Bahar Dar est à 1855 m d'altitude. Le nom "Bahar Dar" signifie "Les portes du lac", parce que Bahar Dar jouit d'une situation privilégiée au bord du lac Tana. C'est la "ville source du Nil Bleu".


Prenant sa source au lac Tana et s'étalant sur une longueur de près de 800 km à travers le pays, le Nil Bleu est le plus grand fleuve d'Éthiopie. Il est l'un des deux bras qui forment le Nil en rejoignant le Nil Blanc au Soudan.

Chargé d'histoire et bercé de légendes, le Nil Bleu regorge de sites d'intérêts, à l'instar de ses impressionnantes chutes, qui sont sans surprise le site naturel le plus visité du pays.

On atterrit à 9h 15.
Il fait très chaud, on estime à bien 28°.

Le terrain d'aviation le plus folklo du voyage

Le terrain d'aviation de Bahar Dar est le plus folklo qu'on ait vu de toute l'Ethiopie. C'est un champ au milieu du village, là où les enfants jouent au ballon. Et quand l'avion arrive pour atterrir, c'est à dire une ou deux fois par jour, tous les gosses se retirent à toute vitesse, et l'avion atterrit.

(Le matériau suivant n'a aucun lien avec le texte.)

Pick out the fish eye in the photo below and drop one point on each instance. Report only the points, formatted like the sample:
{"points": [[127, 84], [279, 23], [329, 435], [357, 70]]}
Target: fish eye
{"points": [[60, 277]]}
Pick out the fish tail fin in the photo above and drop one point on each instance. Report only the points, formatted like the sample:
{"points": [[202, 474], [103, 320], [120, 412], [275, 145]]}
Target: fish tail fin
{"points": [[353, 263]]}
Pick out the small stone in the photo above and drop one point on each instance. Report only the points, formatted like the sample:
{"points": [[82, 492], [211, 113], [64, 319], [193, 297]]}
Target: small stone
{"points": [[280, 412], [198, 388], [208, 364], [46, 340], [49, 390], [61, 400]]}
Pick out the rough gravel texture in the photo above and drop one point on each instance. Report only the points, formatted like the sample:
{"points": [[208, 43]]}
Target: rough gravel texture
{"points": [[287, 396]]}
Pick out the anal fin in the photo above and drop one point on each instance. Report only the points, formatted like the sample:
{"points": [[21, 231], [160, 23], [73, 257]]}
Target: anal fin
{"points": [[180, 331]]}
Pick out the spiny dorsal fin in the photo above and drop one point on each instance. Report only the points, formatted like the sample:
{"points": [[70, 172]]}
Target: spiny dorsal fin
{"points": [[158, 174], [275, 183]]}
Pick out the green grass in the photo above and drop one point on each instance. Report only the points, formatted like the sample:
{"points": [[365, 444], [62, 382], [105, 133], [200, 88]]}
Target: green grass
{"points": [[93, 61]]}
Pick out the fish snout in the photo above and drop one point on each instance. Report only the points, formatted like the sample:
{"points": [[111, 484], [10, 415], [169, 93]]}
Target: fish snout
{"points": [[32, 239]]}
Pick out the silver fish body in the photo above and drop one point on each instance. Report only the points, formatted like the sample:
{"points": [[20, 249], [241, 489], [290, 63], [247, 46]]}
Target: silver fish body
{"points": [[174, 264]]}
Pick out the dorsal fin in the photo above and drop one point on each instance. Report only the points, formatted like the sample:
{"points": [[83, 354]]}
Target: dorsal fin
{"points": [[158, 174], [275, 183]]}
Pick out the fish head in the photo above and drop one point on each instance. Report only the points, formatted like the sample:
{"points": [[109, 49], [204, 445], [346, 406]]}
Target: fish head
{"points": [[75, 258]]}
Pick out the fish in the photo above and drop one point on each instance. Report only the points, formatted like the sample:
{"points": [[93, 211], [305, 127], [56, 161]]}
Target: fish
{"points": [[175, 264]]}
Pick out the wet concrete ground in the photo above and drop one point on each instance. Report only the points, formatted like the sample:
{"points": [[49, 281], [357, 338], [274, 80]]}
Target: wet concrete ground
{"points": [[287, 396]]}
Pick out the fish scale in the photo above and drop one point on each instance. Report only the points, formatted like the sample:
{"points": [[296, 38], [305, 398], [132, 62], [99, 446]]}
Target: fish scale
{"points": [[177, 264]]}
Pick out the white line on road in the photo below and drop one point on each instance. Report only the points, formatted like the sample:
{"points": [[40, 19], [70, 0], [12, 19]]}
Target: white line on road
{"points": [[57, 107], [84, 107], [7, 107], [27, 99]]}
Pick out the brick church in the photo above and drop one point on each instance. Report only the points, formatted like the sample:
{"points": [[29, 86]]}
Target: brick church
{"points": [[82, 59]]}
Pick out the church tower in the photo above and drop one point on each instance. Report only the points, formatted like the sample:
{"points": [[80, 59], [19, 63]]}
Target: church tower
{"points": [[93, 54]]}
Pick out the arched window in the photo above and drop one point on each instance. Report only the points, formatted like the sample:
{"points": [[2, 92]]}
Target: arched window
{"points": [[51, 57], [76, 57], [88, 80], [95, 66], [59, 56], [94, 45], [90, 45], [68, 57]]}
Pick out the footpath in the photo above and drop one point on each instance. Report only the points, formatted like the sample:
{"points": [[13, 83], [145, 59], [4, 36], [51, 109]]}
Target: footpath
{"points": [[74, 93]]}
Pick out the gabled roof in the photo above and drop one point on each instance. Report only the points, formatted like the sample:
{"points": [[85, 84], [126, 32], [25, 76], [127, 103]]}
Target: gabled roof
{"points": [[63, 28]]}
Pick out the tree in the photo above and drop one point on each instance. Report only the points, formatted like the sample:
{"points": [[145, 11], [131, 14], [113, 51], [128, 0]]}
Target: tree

On se rend à pied jusqu'à notre hôtel. Oui, à pied, de "l'aéroport" !
Il fait très chaud et sec. Ici on espère la pluie depuis des mois.

Les longues allées bordées de palmiers et la présence d'un palais sur les hauteurs de la ville témoignent de l'ancienne ambition de l'empereur Hailé Sélassié de vouloir faire de Bahar Dar la capitale moderne de l'Éthiopie.


Les chutes du Nil Bleu à TISSIAT

On part vers 11 hres du matin.
Tissiat signifie "l'eau qui fume", ou "fumée de feu" en amharique.


Situées à une trentaine de kilomètres en aval du lac Tana, les chutes du Nil Bleu, également appelées "Tis Issat" qui signifie eaux fumantes, se déversent à 45 mètres de hauteur sur 400 mètres de large.

Elles représentent ainsi, après les chutes Victoria, les deuxièmes plus grandes chutes d'eau du continent africain. Elles offrent un paysage à couper le souffle dans un vrombissement permanent...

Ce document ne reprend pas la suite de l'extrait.